“Why Don’t Students Like School?” – Daniel Willingham
“Why Don’t Students Like School?” by Daniel Willingham is simply brilliant.
It’s a proper ‘Ronseal’ book and does exactly what it says on the tin (slash subtitle): “A Cognitive Scientist Answers Questions About How the Mind Works and What It Means for the Classroom.”
One of its strengths is that Willingham doesn’t hang about.
- He kicks off with his key point: cognitive science has made great strides in recent years, but teachers and students haven’t benefitted from these findings, as practice hasn’t adjusted to incorporate them.

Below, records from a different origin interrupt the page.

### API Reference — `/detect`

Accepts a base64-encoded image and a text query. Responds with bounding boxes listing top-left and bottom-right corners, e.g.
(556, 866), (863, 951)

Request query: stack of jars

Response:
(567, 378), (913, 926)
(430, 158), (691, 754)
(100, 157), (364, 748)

- He explains why this hasn’t happened: in the lab scientists can isolate mental processes to study them, but in the classroom they’re all operating simultaneously and interacting in unpredictable ways.
- Willingham then tells us the good news: in spite of this complexity there are actually nine impactful principles that are so fundamental that they do not change depending on context. Importantly they have practical applications for the classroom, and are all backed up by loads of proper research; there’s no folk wisdom or assertion in this book.
And after that – whoosh, you’re onto nine chapters, each one posing a question whose answer is guided by one of the fundamental principles.
For instance, Chapter One’s question is the same as the book’s title, “Why don’t students like school?” Why is it so hard to make school enjoyable? Willingham starts his answer like so:
“Contrary to popular belief, the brain is not designed for thinking. It’s designed to save you from having to think, because the brain is actually not very good at thinking. Thinking is slow and unreliable. Nevertheless, people enjoy mental work if it is successful.”
This leads him to declare the guiding principle for this chapter:
“People are naturally curious, but we are not naturally good thinkers; unless the cognitive conditions are right, we will avoid thinking.”
And then he states the key implication from this principle:
“…teachers should reconsider how they encourage their students to think, in order to maximise the likelihood that students will get the pleasurable rush that comes from successful thought.”
The rest of the chapter explores this further with examples and illustrations – and of course, these are presented in ways that maximise the reader’s likelihood of understanding things and getting the rush that comes from this! It’s a neat approach, and gives each part a nice structure and the book overall a powerful coherence.
While more people are more aware and conversant in such things today, when the book was first published very few in schools had heard of cognitive science and its underlying principles. It’s a text that changed many people’s thinking about learning and successful approaches to teaching, and it continues to be one that people can reach for when they want to get back to fundamentals and rethink things. If you’ve not yet read it, it’s definitely worth doing so – you will be rewarded greatly.